I am trying to read a bunch of tsv dataset files with (normally) three columns
Pandas df of a file looks like this
But some of the files have extra two values here and there, also separated by tabs. So i made a code to solve this problem, by reading files as having five columns and then removing two of them.
for i in range(101, 154):
print(i)
# read a file into pandas df
thisfile = pd.read_csv(f'pgc-csv/2022_06_22_TRPV1_AAV488_6x10-11_No1/2022-06-22_TRPV1_AAV488_6x10-11_No{i}.txt',
skiprows=10, header = None,
names = ['Время, s', 'Laser, V', 'ECG lead', 'empty1', 'empty2'],
encoding = 'unicode_escape', delimiter = '\t',
)
#delete extra columns
del thisfile['empty1']
del thisfile['empty2']
But for that problem files I get an error
"DtypeWarning: Columns (3) have mixed types. Specify dtype option on import or set low_memory=False.'
I tried to usу a method from this article: https://www.roelpeters.be/solved-dtypewarning-columns-have-mixed-types-specify-dtype-option-on-import-or-set-low-memory-in-pandas/
for i in range(101, 154):
print(i)
# read a file into pandas df
thisfile = pd.read_csv(f'pgc-csv/2022_06_22_TRPV1_AAV488_6x10-11_No1/2022-06-22_TRPV1_AAV488_6x10-11_No{i}.txt',
skiprows=10, header = None,
names = ['Время, s', 'Laser, V', 'ECG lead', 'empty1', 'empty2'],
encoding = 'unicode_escape', delimiter = '\t',
dtype={'Время, s': float, 'Laser, V':float, 'ECG lead': float, 'empty1': 'str', 'empty2': 'str'})
#delete extra columns
del thisfile['empty1']
del thisfile['empty2']
But i still get the errors: Screenshot
The first question is: how can remove this error?

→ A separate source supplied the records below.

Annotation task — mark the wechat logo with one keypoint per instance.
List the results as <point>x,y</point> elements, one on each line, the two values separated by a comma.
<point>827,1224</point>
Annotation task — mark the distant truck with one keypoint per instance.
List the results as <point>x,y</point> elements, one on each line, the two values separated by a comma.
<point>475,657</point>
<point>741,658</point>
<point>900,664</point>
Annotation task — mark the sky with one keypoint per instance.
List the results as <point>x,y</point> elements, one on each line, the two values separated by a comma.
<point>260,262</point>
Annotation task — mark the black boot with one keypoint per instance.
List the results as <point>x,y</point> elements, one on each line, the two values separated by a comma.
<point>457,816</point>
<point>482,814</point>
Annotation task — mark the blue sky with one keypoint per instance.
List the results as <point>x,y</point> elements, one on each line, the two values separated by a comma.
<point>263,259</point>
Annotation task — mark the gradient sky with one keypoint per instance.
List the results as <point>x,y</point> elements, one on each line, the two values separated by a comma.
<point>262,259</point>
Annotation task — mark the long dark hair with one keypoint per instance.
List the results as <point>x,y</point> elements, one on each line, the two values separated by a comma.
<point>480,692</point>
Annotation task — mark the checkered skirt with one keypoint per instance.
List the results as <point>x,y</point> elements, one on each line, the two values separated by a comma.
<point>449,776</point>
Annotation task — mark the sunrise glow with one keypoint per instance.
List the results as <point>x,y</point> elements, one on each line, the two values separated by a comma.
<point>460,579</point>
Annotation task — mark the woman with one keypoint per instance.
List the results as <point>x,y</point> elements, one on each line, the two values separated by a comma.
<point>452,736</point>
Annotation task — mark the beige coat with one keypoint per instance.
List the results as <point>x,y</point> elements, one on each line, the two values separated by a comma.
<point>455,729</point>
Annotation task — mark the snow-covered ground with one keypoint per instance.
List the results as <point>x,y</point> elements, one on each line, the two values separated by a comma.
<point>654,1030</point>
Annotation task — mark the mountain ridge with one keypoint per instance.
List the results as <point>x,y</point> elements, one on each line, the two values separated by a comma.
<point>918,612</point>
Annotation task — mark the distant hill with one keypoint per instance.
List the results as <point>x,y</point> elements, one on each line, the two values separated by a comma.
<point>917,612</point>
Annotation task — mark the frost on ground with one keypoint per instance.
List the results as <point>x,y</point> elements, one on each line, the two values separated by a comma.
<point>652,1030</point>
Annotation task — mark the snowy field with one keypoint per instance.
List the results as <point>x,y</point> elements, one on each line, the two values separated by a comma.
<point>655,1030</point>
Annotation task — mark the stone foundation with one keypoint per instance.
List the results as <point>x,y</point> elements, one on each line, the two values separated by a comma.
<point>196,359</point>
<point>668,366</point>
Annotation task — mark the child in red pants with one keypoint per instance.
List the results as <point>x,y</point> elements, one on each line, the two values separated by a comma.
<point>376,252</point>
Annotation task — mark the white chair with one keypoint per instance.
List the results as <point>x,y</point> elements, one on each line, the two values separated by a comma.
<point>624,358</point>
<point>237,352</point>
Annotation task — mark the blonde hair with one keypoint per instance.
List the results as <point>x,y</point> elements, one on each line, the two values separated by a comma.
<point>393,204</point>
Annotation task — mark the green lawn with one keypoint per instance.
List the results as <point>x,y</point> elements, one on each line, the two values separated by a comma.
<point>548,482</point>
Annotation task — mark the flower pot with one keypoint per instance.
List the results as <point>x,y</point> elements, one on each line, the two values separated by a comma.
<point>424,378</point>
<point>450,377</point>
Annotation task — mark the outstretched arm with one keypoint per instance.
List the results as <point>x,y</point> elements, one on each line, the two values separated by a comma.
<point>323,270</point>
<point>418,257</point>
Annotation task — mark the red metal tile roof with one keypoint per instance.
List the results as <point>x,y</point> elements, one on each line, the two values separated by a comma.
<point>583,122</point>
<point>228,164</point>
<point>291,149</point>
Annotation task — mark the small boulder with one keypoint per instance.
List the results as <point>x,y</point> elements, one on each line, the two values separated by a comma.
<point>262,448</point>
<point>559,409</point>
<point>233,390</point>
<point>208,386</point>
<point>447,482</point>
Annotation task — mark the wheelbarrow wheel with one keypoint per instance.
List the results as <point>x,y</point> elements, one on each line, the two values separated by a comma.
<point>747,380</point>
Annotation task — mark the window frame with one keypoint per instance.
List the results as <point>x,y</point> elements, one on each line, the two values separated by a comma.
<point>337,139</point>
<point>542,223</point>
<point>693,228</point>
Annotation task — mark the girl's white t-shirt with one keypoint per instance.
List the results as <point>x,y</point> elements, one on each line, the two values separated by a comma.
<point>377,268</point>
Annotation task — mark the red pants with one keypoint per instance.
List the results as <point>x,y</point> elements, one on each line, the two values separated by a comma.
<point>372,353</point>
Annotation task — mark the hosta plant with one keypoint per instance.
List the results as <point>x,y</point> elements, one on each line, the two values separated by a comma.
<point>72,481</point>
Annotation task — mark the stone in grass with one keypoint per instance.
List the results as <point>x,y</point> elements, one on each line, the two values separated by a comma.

The second question is that, as i understand, there are some values with datatypes other then float in the df.
I tried to get them with this:
ecgfile[lambda x: not isinstance(x['Время, s'], float)]
And this:
ecgfile[lambda x: type(x['Время, s']) is not float]
But didn't succeed. So i need an advice on this part, too.
The last question is, maybe, there is some averall better way to do all this procedures? Thank you)